Still, there’s a difference between aspiration and desperation. Some observers have taken the offseason acquisitions of free agents Steven Jackson and Osi Umenyiora and the trading-up for Desmond Trufant in the April draft as evidence that the Falcons saw themselves as one — or two, or three — pieces from a championship. But it’s not that simple. In team-building, it rarely is.

Would a team in win-it-all-now mode have cut five starters? (Defensive end John Abraham, cornerbacks Dunta Robinson and Brent Grimes, right tackle Tyson Clabo and running back Michael Turner. Of those, only Turner seemed at the end of the line.) Wouldn’t a team looking to negotiate 10 more yards have erred on the side of continuity?

To their credit, the Falcons look — and have, under the current administration, always looked — at the bigger picture. They want very much to win a Super Bowl, but their mandate under general manager Thomas Dimitroff isn’t to build a team capable of winning one Super Bowl; it’s to build one that can compete at the highest level every single season. That these Falcons haven’t yet hoisted the Lombardi Trophy doesn’t mean their work has been substandard. (Winning a Super Bowl is hard. If it weren’t, there would be a 32-way tie for first place.)

To this longtime observer, the Falcons’ 2013 season appears less a Hail Mary than a bridge to even brighter tomorrows. The offensive line, lately the worst part of a star-studded offense, has been given over to youth. The defense, which under Dimitroff and Mike Smith has never risen to the level of the offense, is again in transition: New cornerbacks, perhaps new linebackers, Umenyiora in for Abraham. It’s possible both areas could coalesce overnight; possible, but not probable.

Why change so much when you were, ahem, 10 yards from the Super Bowl? Because the Falcons were smart enough to realize that being 10 yards from a Super Bowl in a given season didn’t a guarantee continued success. As Danny Tuccitto of Football Outsiders noted last season, the 2012 Falcons were, in terms of snap counts, the NFL’s oldest team. In the five aforementioned cuts and the retired Todd McClure, the Falcons shed six men who would have been 30 or older as of Opening Day 2013.
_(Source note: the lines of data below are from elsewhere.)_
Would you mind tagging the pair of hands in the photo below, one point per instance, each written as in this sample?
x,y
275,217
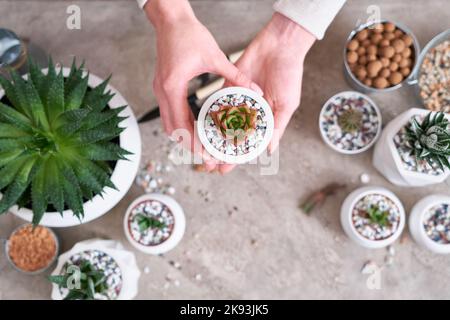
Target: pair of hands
x,y
272,65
Why did the Falcons take Trufant in Round 1? Because they needed a starting cornerback, duh. Why did they then grab Robert Alford in Round 2? Because incumbent Asante Samuel is 32 and won’t be starting much longer. Why did the Falcons trade five picks for Julio Jones in 2011 when they already had Roddy White? Because White was about to turn 30, and there would be a need for a new No. 1 receiver soon enough.

If you’ll recall, the Jones move was interpreted as the Falcons’ attempt to land the one man who would be the difference between losing their first playoff game and reaching a Super Bowl. It didn’t pan out that way, at least not immediately. The 2011 Falcons went 10-6 and were beaten 24-2 in the wild-card round. But today Jones is one of the NFL’s three best receivers and might well be the finest player on this roster, Matt Ryan included.

The point being: Just because the Falcons didn’t win it all seven months after drafting Jones didn’t invalidate the trade. They weren’t in Super-Bowl-or-bust place then, just as they’re not there now. They took a small step backward in 2011, then another forward in 2012. No one should be surprised if that pattern holds in 2013.

With this wicked schedule and so many moving parts, the season ahead wouldn’t seem the ideal place to stage a last stand. Good thing the Falcons aren’t treating it that way. If everything clicks and they wind up in the Meadowlands in February, they’ll be delighted. If not, they’ll try again in 2014. They’re in it to win it, yes, but they’re also in it for the long haul.